2.) A demo is a very good idea because - as I said - the players ALWAYS prefer it instead of using the refund option offered by Steam.

3.) Creating a serious game like Wigmund (which took us five years) is easy compared to promoting it. This is a thing which in the context of the current, overwhelmed market MUST BE very seriously taken into consideration. To create a serious game WITHOUT the knowledge or the money necessary to pay a good/serious PR/Marketing company can be the path to failure.

4.) It seems that the best strategy is to "test" the game with a demo and a Kickstarter campaign (which, beware!, costs money to be promoted).

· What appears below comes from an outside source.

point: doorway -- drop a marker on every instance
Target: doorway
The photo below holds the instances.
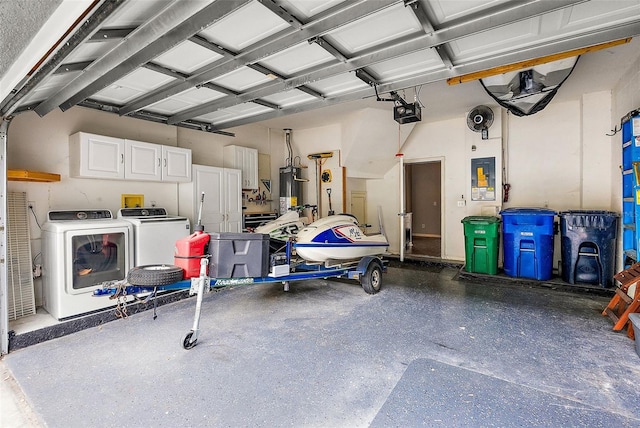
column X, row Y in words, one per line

5.) Another unexpected but essential thing: if you are creating something that is in a genre where many big AAA companies are dominating the scene, your game will be compared to their games (which is unfair, but unavoidable and understandable).

6.) Many reviewers, journalists and players do NOT have the same patience and goodwill with an indie game as they do with a famous, well promoted AAA game.

7.) Point 6.) is ESPECIALLY applicable when an indie team is trying to propose something really different (like our game-play). We have been asked many times: "Why couldn't you make a game-play like in Path of Exile or like in Divinity. Original Sin?" We can ask back: why make a clone? Unfortunately, many would recommend you to create a clone instead of trying something new/different. Of course, it is clear that if you are trying this as an Indie team, the risk is maximum. 

CSH: I’m sorry you’ve had that sort of experience with reviewers and journalists but I suppose that’s just one of the risks you have to take when you’re daring to try something new – which, I suspect, is part of the reason AAA companies just keep producing cookie cutter games.  And why I find myself playing more and more indie games.  Anyway, that’s a wrap unless you had anything else you’d like to add?

Ioan:  This is all we have for now. Thank you for this opportunity!  



No Ioan, thank you!  I know developers are always very busy so I’m always extremely appreciative when they’re willing to set time aside to talk to me.  I had a lot of fun with Wigmund as-is but I’m looking forward to playing through it all again when the full release comes out.